L’atmosphère d’Aubonne : 22-25 mars 1926 (mai 1926)a
Cette conférence s’ouvrit par une bise qu’on peut bien dire du diable et se termina sous le plus beau soleil de printemps. Libre à qui veut d’y voir un symbole. On ne saurait exagérer l’importance des conditions météorologiques du succès d’une telle rencontre : tout alla froidement jusqu’à ce que la bise tombée permît à « l’atmosphère » de s’établir. Alors le miracle apparut, grandit.

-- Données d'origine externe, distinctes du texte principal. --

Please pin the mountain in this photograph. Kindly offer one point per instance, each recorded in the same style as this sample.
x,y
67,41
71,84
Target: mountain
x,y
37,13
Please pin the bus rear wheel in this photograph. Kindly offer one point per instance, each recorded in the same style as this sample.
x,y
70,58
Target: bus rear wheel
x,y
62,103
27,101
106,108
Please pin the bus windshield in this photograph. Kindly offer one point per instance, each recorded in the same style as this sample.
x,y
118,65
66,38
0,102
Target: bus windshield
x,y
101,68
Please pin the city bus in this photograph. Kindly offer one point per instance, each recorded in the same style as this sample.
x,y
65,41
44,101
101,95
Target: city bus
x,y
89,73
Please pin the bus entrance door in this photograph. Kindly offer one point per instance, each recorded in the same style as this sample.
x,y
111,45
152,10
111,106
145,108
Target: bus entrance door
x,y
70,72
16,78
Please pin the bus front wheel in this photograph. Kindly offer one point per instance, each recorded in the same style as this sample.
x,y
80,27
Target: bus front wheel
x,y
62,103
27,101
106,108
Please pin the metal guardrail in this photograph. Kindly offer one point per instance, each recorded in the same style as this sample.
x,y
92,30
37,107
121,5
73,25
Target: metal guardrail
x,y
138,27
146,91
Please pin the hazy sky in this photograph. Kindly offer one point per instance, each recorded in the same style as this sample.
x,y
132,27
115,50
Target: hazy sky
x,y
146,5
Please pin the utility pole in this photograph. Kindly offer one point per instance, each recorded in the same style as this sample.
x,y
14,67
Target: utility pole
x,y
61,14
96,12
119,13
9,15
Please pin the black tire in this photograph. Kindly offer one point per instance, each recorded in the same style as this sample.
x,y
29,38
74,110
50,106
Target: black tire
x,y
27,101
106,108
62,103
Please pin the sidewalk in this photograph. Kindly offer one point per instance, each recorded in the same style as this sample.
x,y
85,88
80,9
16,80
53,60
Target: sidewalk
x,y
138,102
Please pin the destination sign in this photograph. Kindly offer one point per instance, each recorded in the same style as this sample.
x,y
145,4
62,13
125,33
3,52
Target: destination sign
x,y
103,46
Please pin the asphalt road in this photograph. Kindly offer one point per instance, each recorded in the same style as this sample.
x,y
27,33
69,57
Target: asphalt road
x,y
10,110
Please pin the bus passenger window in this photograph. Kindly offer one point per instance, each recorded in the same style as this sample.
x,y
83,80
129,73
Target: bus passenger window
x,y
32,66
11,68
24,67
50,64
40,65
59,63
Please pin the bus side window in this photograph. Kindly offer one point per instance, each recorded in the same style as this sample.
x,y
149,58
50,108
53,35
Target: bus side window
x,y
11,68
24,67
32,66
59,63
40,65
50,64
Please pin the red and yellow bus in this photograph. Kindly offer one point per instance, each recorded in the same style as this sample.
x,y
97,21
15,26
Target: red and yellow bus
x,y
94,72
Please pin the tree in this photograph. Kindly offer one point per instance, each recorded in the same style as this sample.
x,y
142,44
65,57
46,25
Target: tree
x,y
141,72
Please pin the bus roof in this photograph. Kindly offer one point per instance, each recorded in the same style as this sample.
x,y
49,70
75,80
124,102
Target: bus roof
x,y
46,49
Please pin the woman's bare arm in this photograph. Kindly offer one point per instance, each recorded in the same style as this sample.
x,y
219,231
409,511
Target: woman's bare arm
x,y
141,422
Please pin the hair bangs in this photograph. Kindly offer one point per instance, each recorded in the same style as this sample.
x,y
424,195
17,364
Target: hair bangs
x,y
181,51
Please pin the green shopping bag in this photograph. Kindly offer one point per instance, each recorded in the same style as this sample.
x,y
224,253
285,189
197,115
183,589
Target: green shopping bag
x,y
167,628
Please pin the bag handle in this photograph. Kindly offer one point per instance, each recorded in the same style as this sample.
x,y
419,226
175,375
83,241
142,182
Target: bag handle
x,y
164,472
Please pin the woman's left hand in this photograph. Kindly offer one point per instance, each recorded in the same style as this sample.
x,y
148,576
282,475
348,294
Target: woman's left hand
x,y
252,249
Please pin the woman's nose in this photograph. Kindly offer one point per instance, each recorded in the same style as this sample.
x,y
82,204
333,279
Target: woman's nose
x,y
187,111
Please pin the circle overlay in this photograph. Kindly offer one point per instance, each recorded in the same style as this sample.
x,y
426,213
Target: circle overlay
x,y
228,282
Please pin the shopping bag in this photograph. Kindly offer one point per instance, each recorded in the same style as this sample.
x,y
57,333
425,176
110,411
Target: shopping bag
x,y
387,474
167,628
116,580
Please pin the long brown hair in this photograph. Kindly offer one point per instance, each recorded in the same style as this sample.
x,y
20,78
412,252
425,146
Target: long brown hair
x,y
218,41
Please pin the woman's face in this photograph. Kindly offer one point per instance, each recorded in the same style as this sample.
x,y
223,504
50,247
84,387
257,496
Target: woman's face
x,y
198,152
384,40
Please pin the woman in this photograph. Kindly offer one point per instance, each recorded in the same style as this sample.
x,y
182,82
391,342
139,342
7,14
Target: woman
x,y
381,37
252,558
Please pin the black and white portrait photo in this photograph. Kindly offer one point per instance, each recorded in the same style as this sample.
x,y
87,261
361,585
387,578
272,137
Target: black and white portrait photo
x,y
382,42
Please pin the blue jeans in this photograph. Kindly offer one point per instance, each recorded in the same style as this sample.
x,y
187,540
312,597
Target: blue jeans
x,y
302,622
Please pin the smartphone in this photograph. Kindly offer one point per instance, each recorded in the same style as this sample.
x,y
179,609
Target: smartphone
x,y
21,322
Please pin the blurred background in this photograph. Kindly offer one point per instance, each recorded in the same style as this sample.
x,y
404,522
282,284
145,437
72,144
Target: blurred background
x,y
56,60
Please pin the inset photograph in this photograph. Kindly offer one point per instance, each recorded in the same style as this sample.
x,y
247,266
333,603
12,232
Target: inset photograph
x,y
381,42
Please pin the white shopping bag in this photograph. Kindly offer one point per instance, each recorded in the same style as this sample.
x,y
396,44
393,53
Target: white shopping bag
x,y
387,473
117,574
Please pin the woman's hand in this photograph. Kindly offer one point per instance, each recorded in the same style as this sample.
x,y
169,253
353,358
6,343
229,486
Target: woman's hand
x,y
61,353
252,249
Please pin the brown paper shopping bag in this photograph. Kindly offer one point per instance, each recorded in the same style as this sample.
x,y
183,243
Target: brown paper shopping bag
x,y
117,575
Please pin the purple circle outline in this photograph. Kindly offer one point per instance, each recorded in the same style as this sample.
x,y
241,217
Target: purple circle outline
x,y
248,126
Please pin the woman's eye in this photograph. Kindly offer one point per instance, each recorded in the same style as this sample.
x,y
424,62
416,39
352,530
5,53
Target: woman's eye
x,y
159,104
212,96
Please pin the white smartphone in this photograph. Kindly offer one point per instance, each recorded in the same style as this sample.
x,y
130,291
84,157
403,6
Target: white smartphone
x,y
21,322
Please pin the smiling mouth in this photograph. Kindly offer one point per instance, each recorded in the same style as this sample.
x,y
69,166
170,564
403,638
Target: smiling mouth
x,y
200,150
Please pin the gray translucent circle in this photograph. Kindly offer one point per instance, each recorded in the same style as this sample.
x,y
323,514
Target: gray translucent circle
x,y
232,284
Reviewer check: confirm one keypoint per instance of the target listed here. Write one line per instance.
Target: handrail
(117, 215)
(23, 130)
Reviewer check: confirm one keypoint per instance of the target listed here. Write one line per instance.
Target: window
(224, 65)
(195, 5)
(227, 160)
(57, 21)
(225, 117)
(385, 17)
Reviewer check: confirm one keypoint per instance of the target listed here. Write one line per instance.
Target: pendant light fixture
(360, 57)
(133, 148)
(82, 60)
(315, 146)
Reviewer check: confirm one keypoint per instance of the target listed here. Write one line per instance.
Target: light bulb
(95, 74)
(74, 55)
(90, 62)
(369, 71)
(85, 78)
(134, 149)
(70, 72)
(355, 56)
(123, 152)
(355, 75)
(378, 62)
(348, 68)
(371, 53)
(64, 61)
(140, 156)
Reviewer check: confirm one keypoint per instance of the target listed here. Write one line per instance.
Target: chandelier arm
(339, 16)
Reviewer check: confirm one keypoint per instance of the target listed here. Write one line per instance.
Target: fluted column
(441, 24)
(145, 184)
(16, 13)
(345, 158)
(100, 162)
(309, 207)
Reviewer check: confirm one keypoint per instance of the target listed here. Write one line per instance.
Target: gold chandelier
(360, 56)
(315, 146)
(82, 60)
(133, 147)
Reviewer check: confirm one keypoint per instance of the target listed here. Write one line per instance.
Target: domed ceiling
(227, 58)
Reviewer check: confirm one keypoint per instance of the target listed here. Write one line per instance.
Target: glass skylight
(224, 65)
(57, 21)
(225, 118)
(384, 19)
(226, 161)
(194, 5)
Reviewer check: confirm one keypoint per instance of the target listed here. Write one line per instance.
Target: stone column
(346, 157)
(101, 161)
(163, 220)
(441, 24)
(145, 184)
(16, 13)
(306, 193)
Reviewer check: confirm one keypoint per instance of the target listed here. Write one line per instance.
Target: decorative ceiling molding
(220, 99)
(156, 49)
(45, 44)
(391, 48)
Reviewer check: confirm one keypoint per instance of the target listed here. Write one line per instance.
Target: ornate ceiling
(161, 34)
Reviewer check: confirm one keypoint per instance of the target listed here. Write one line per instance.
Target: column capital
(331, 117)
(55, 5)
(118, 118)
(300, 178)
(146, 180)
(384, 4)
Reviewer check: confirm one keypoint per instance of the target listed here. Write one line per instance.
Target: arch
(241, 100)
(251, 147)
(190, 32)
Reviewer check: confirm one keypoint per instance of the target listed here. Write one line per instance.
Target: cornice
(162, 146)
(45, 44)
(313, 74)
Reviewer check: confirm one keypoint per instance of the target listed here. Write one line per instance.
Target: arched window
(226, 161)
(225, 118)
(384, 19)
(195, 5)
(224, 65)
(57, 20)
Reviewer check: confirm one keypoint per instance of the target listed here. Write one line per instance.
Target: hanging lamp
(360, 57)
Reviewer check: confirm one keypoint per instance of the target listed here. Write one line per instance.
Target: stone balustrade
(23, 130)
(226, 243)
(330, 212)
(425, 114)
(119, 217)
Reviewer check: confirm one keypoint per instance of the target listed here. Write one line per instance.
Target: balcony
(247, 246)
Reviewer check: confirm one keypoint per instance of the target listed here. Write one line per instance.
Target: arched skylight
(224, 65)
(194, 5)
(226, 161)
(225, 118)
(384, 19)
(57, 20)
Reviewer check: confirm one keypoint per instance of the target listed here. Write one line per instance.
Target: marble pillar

Le miracle, c’est l’esprit d’Aubonne. C’est ce miracle tout ce qu’il y a de plus protestant — mais oui, M. Journet — et je ne crois pas qu’il puisse se produire ailleurs qu’en terre romande. C’est l’esprit de liberté, tout simplement. Mais précisons : [p. 45] c’est bien plus que la liberté de défendre sa petite hérésie personnelle et de s’affirmer aux dépens d’autrui, — c’est la liberté dans la recherche. Chose plus rare qu’on ne pense, à Aubonne on se sent prêt à tout lâcher pour une vérité nouvelle, on tient moins à convaincre qu’à se convaincre. Après les exposés de Janson, de Brémond, j’en sais plusieurs qui ont ainsi « lâché » pas mal de préjugés en matières sociales. Mais ce qui est peut-être plus important, on eut l’impression, durant les discussions entre de Saussure et Bertrand, que les orateurs exprimaient tour à tour les objections que chacun se faisait à part soi, qu’ils incarnaient les voix contradictoires d’un débat que tous menaient en eux-mêmes loyalement. Et ce désir d’arriver à quelque chose de définitif à la fois et d’intelligent, je le mesure aussi à l’émotion qui accueillit l’étude de Maury sur Jacques Rivière : combien reconnurent dans le tourment de cette âme leur propre recherche, — et dans ses lumineuses conquêtes sur le doute, le modèle des réponses désirées.
Tout cela, c’est l’atmosphère de la chapelle où ont lieu travaux et méditations. Dehors, on honore la liberté d’un culte moins platonique : n’est-ce pas Léo qui prétendit qu’on ne peut juger les Associations qu’à leur façon de jouer le volley-ball ? Le Casino offrit pendant quelques nuits la vision étrange d’une salle où les spectateurs étendus en pyjamas sur des paillasses attendraient en vain le lever d’un rideau sur une pièce inexistante. Enfin le dernier soir, l’on vit apparaître un fakir…
Il y eut aussi une assemblée délibérative en pleine forêt, où Henriod debout sur un tronc coupé n’eut pas trop de toute sa souplesse pour maintenir l’équilibre des discussions et de sa propre personne. Et il y eut encore un dîner très démocratique pendant lequel le philosophe Abauzit chanta « les Crapauds » avec âme, appuyé d’une main sur l’épaule de Janson, et de l’autre dessinant dans l’air des phrases musicales. Après quoi Richardot, entrant par la fenêtre, vint annoncer qu’on était libre — comme si on l’avait attendu pour le manifester ! — et qu’il suffisait de souscrire à la brochure de la conférence1 pour savoir tout ce que je n’ai pas dit dans ces quelques notes.